Kimbrough learned about the federal grant program while shopping for a new school bus last year. He faced some skepticism from residents who questioned whether the grant would fully fund the district, but he managed to get the administration on board by mapping out the possible cost savings of switching to electric buses. Kimbrough calculated that the electricity costs of running the buses would be about 70% less than the diesel fuel costs. He anticipates added savings in maintenance costs.

“What I can save in diesel and maintenance, I can almost hire a teacher, or an instructional aid, or give some other benefit to my teachers,” Kimbraugh said. “The cost savings are going to let me better support my kids.”

The up-front costs of electric buses can be cost prohibitive for many districts. A single electric bus costs $400,000, about three to four times more than a diesel bus. The EPA grant fully funded Martinsville ISD’s four new buses along with the charging infrastructure. An electric bus can travel about 100 miles before it needs to be recharged. Kimbrough said his buses run about 60 miles a day, so he is able to just charge them overnight. The district will continue to use diesel buses for longer field trips and sporting events.

Texas, which has the largest school bus fleet in the country with about 50,000 school buses, also has its own program to reduce exposure to diesel exhaust. The Texas Clean School Bus Program was established by lawmakers in 2005. The program is run by the Texas Commission on Environmental Quality and offers grants to retrofit older diesel buses with equipment that reduces emissions, or to replace pre-2007 model buses with new buses of any fuel type, including electric buses. TCEQ has so far awarded more than $76 million in grants to replace or retrofit more than 8,000 buses in Texas, an agency spokesperson said.

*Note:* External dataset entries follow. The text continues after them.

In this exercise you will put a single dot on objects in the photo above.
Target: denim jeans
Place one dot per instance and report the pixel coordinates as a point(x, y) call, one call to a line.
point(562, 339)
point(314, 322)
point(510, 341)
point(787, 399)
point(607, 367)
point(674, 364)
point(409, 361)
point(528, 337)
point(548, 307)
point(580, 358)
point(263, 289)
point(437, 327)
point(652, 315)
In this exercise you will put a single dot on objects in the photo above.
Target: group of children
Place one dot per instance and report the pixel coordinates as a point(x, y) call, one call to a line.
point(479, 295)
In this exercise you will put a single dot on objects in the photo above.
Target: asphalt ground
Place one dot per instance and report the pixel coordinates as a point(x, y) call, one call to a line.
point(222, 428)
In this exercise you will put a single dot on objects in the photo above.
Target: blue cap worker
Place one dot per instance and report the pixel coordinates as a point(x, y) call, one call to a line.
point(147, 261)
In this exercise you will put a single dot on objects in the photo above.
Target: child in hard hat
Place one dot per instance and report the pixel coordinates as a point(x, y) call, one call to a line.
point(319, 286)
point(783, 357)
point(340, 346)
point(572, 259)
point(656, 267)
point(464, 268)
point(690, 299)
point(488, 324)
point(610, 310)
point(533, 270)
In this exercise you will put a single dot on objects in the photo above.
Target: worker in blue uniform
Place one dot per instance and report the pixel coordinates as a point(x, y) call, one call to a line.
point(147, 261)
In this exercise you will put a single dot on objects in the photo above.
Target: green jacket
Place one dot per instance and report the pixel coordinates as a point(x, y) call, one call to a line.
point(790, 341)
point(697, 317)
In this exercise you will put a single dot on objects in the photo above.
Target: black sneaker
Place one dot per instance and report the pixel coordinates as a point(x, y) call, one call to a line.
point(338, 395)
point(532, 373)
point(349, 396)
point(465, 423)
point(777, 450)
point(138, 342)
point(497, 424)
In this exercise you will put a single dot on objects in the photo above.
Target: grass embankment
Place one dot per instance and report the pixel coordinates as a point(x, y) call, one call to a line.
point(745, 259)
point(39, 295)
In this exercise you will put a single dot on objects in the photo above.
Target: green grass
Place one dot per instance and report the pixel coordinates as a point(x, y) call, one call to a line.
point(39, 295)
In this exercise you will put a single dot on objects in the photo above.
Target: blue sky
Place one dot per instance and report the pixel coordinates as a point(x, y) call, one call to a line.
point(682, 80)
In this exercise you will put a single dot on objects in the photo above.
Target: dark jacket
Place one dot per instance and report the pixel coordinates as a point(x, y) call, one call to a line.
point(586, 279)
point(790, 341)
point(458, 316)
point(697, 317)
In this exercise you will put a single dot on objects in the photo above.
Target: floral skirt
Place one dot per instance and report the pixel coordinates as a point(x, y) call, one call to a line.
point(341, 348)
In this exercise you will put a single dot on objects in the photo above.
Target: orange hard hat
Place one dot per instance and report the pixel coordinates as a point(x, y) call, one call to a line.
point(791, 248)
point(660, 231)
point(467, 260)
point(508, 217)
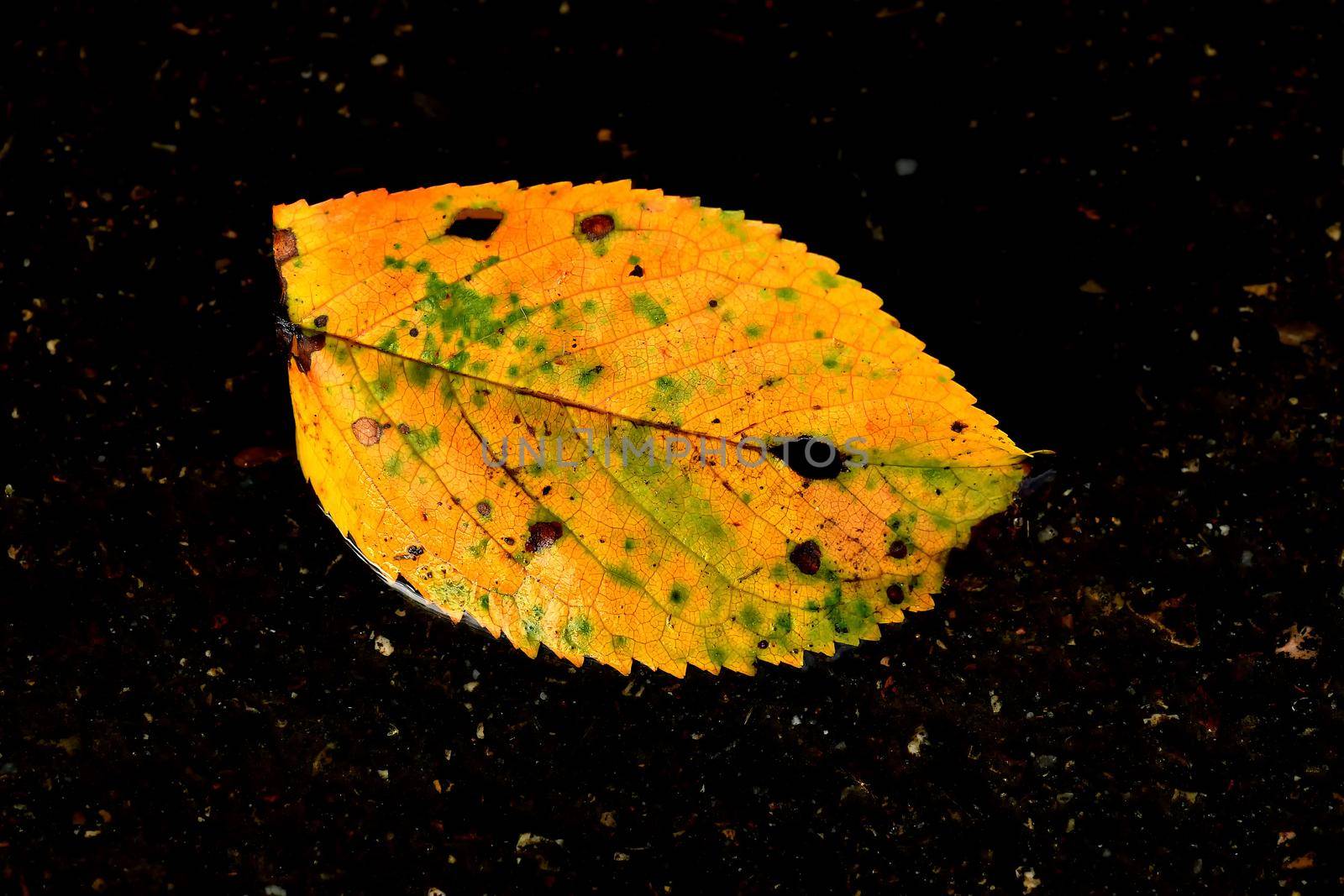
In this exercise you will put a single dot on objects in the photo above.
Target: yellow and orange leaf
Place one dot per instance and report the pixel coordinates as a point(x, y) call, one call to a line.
point(430, 325)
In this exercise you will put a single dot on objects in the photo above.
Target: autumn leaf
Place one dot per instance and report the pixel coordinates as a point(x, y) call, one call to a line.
point(436, 328)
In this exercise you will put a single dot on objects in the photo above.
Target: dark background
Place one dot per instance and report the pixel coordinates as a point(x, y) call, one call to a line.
point(188, 687)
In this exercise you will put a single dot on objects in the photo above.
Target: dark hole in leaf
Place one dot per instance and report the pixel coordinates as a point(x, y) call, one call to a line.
point(306, 344)
point(811, 458)
point(806, 557)
point(475, 223)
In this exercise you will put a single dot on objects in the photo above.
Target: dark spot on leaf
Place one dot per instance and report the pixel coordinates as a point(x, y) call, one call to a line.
point(367, 432)
point(811, 458)
point(475, 223)
point(284, 244)
point(806, 557)
point(257, 456)
point(542, 535)
point(597, 226)
point(306, 344)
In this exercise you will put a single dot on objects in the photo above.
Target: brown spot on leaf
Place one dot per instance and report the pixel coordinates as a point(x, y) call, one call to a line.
point(806, 557)
point(367, 432)
point(257, 456)
point(542, 535)
point(597, 226)
point(284, 244)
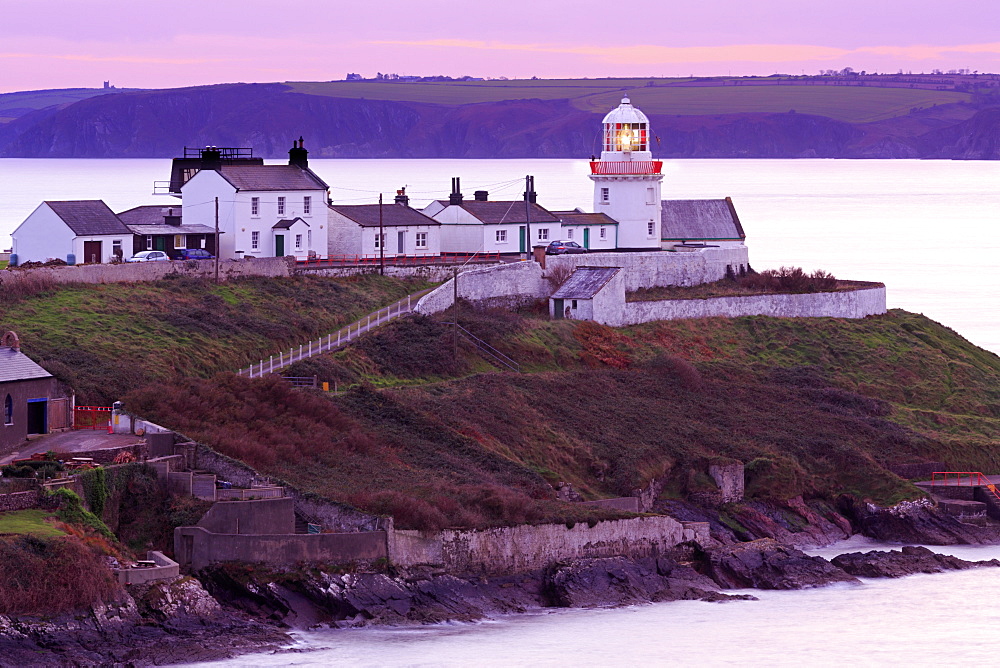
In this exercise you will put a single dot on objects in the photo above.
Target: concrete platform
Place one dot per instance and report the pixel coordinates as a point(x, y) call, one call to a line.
point(71, 441)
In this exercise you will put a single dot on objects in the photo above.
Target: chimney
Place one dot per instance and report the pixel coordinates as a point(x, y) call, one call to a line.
point(530, 194)
point(211, 158)
point(456, 191)
point(298, 155)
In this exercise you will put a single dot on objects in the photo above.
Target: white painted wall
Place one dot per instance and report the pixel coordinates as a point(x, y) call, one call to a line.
point(44, 236)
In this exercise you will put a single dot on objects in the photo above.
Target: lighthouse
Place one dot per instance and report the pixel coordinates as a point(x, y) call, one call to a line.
point(627, 179)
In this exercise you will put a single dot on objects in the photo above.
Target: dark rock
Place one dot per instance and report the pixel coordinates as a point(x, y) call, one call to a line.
point(909, 560)
point(766, 564)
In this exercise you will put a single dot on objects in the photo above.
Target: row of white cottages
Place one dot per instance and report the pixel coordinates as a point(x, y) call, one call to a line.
point(285, 210)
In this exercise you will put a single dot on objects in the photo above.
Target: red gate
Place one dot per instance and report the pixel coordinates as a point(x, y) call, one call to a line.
point(92, 417)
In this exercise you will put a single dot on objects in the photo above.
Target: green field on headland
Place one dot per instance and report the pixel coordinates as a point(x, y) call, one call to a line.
point(817, 407)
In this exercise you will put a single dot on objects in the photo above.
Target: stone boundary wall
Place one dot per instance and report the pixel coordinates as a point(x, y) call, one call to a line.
point(847, 304)
point(138, 272)
point(165, 569)
point(196, 547)
point(430, 273)
point(20, 500)
point(526, 548)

The state also has about $87 million available for electric vehicles through the Volkswagen Environmental Mitigation Program. That funding stems from a legal settlement between the Department of Justice and Volkswagen, who had allegedly violated the Clean Air Act by cheating on federal emissions tests.

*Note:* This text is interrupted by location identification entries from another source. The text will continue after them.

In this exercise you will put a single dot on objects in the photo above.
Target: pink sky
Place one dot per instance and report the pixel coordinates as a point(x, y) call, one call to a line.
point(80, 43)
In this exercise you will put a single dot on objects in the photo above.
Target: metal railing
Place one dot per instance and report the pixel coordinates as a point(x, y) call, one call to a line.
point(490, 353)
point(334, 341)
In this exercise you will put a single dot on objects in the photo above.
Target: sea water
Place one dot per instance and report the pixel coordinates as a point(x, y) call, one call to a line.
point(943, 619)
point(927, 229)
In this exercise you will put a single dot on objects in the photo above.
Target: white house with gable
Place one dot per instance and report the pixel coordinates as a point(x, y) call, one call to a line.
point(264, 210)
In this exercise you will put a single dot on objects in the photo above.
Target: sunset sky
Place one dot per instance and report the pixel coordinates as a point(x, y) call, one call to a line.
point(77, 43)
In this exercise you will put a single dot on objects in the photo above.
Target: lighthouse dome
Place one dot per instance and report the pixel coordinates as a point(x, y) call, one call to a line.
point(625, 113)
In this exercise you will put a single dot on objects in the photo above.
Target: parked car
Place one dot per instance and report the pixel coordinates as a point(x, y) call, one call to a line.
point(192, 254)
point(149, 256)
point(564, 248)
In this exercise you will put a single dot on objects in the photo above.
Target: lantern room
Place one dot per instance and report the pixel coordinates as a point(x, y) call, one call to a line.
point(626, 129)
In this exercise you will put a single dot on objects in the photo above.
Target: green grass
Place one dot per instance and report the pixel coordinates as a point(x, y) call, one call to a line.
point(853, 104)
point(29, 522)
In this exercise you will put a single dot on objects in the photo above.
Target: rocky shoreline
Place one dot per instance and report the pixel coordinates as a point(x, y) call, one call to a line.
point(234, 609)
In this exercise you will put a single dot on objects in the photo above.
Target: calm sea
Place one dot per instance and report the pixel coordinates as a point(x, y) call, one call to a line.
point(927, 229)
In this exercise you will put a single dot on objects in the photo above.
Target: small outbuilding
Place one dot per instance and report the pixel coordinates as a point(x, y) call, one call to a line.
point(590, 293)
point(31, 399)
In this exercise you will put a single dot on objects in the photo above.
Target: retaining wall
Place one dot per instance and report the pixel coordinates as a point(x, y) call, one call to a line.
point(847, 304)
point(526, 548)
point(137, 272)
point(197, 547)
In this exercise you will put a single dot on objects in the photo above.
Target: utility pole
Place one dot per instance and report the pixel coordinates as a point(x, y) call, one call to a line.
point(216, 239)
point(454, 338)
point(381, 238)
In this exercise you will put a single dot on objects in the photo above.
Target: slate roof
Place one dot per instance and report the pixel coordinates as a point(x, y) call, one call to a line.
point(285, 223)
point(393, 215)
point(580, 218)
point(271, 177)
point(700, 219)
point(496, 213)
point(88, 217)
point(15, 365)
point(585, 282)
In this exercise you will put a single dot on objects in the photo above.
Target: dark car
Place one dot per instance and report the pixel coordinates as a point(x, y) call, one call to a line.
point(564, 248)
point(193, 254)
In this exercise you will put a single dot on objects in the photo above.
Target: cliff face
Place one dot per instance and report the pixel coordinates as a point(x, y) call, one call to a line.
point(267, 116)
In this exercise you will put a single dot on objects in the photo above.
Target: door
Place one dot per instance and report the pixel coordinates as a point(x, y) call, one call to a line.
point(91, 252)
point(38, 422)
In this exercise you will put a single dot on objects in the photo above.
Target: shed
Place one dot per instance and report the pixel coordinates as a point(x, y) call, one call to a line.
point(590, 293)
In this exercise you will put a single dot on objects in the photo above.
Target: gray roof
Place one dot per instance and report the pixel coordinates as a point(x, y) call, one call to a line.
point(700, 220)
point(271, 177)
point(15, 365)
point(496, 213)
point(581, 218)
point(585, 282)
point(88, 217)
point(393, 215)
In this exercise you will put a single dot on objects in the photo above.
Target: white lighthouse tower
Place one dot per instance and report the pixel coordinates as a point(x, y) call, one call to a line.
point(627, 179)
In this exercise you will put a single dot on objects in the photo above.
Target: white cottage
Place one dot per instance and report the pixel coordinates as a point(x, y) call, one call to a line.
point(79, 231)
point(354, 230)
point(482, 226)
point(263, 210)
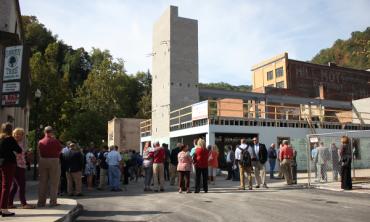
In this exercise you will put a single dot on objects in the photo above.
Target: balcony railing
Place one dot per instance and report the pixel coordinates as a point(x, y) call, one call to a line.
point(238, 113)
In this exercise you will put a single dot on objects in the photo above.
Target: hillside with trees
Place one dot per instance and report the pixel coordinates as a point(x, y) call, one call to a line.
point(352, 53)
point(81, 90)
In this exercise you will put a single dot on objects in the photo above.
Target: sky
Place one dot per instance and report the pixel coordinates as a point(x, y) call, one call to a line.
point(233, 35)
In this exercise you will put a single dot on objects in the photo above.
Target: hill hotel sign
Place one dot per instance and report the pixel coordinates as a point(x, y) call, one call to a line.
point(12, 93)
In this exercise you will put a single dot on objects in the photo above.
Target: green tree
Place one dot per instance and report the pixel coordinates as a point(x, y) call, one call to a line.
point(352, 53)
point(36, 35)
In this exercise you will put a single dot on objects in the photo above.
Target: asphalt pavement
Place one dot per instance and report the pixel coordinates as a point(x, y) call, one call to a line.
point(224, 202)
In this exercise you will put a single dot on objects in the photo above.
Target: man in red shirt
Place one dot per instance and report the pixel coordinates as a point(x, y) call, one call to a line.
point(158, 166)
point(285, 157)
point(49, 167)
point(201, 166)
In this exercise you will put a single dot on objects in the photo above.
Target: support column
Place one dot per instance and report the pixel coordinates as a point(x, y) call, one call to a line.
point(210, 138)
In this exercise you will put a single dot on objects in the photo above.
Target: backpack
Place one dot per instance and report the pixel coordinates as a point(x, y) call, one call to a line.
point(245, 158)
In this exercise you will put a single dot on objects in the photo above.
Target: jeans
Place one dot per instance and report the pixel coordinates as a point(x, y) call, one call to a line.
point(184, 175)
point(148, 176)
point(272, 163)
point(49, 177)
point(158, 172)
point(19, 186)
point(114, 176)
point(201, 172)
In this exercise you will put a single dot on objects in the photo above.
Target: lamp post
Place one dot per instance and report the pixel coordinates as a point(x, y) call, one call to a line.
point(37, 100)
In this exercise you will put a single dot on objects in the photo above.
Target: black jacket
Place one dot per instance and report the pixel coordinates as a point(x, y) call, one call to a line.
point(8, 146)
point(173, 158)
point(74, 161)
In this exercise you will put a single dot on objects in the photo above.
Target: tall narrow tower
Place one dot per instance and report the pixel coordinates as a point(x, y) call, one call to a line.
point(175, 69)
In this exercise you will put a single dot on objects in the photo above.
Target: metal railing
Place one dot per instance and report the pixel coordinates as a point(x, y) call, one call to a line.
point(252, 113)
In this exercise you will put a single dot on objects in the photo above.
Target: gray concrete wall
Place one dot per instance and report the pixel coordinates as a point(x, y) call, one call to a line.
point(175, 69)
point(361, 111)
point(184, 62)
point(9, 22)
point(161, 75)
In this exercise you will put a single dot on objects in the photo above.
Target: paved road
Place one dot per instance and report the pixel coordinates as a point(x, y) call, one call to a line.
point(225, 203)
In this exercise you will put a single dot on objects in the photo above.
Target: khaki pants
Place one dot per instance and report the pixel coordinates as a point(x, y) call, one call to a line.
point(158, 175)
point(103, 178)
point(173, 174)
point(49, 176)
point(260, 172)
point(242, 171)
point(287, 170)
point(76, 178)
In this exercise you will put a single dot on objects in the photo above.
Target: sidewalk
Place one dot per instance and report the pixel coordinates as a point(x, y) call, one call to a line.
point(66, 211)
point(302, 182)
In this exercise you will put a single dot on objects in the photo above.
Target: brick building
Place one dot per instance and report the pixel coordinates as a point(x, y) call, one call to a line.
point(11, 34)
point(284, 76)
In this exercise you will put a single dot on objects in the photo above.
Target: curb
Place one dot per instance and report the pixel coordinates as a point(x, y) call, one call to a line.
point(72, 214)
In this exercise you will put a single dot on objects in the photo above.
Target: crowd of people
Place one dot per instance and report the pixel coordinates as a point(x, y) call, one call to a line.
point(340, 159)
point(64, 170)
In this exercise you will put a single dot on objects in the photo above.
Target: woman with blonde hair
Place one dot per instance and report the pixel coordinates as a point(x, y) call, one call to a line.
point(184, 167)
point(213, 164)
point(345, 162)
point(201, 166)
point(148, 166)
point(8, 163)
point(19, 181)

Public health and climate advocates are hopeful that more Texas school districts will adopt electric buses. But they say it will likely be a slow process.

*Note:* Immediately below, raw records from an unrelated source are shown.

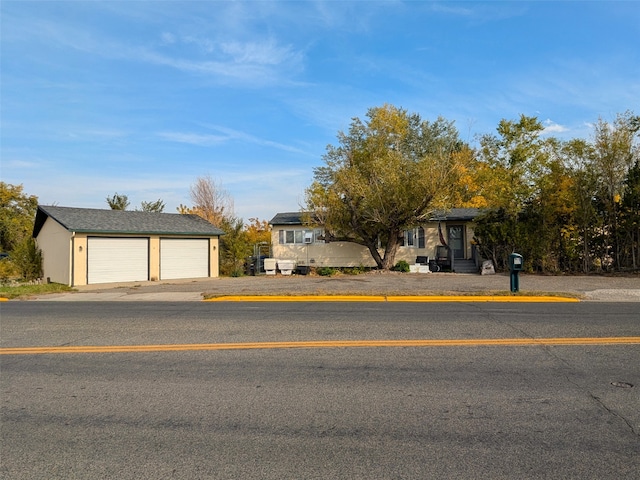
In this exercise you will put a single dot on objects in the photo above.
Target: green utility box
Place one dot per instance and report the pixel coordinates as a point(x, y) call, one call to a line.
point(516, 265)
point(515, 262)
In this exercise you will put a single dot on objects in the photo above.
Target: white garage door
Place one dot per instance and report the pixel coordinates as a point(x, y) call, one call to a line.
point(184, 258)
point(117, 259)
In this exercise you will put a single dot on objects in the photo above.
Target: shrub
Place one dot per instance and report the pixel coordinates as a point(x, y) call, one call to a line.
point(8, 270)
point(326, 271)
point(354, 270)
point(401, 266)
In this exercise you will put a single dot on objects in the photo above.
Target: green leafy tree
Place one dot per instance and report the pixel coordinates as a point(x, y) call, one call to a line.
point(235, 247)
point(630, 216)
point(27, 258)
point(614, 153)
point(157, 206)
point(17, 213)
point(118, 202)
point(386, 175)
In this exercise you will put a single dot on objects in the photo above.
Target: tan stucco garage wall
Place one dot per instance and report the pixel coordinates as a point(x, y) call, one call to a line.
point(54, 242)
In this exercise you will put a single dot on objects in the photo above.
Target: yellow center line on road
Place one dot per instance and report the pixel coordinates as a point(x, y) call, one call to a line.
point(508, 342)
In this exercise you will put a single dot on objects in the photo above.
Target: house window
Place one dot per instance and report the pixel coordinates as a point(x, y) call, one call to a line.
point(409, 237)
point(300, 237)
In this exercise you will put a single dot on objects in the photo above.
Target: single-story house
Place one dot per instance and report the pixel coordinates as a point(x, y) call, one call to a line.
point(293, 240)
point(82, 246)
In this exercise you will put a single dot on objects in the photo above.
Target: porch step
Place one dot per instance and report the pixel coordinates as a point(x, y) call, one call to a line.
point(465, 266)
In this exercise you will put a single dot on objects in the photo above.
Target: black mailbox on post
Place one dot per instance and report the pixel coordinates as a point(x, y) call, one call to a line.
point(515, 265)
point(515, 262)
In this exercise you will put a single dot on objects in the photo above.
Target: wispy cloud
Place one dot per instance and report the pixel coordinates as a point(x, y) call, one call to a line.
point(246, 137)
point(551, 127)
point(193, 138)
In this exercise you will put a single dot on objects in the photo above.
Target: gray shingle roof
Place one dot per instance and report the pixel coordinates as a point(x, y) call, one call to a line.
point(90, 220)
point(455, 214)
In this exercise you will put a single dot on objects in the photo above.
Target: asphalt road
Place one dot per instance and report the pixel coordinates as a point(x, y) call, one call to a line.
point(476, 411)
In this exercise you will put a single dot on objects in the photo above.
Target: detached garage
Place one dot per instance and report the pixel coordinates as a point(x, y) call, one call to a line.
point(83, 246)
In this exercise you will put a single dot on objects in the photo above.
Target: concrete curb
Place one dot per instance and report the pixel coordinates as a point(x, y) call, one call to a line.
point(392, 298)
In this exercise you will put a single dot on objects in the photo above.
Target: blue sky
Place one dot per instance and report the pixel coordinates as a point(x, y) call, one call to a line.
point(143, 97)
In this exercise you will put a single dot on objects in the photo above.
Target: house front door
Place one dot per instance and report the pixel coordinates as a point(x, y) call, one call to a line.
point(456, 240)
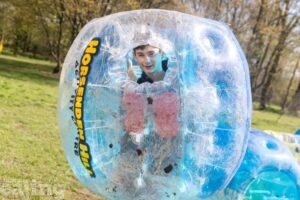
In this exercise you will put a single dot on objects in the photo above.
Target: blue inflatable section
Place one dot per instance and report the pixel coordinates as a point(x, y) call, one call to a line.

“It’s not something that is on a lot of people’s radars,” said Jessica Keithan, who founded the Texas Electric School Bus Project. “The yellow school bus is a symbol of child innocence and the American Dream. It’s hard to imagine it having such a dark side.”

During the regular legislative session this year, state Sen. José Menéndez, D-San Antonio, carried a bill to support school districts in acquiring electric buses and solar panels. The bill stalled in committee, which Menéndez attributed to the partisan politics around renewable energy.

“There seems to be a widespread belief that renewable energy somehow played a large role in the failure of our grid,” Menéndez said. “The reality is that natural gas failed at a higher rate than renewables.”

Menéndez suggested that when the electric school buses are not running, they could be plugged into the grid to provide an alternative source of renewable power. And he said they’d ultimately bring about huge cost savings for school districts like Northside ISD, a San Antonio district that, Menendez said, spends $3.9 million per year on school bus gas costs alone.

Menéndez said he would attempt to bring a bill again to support electric school buses.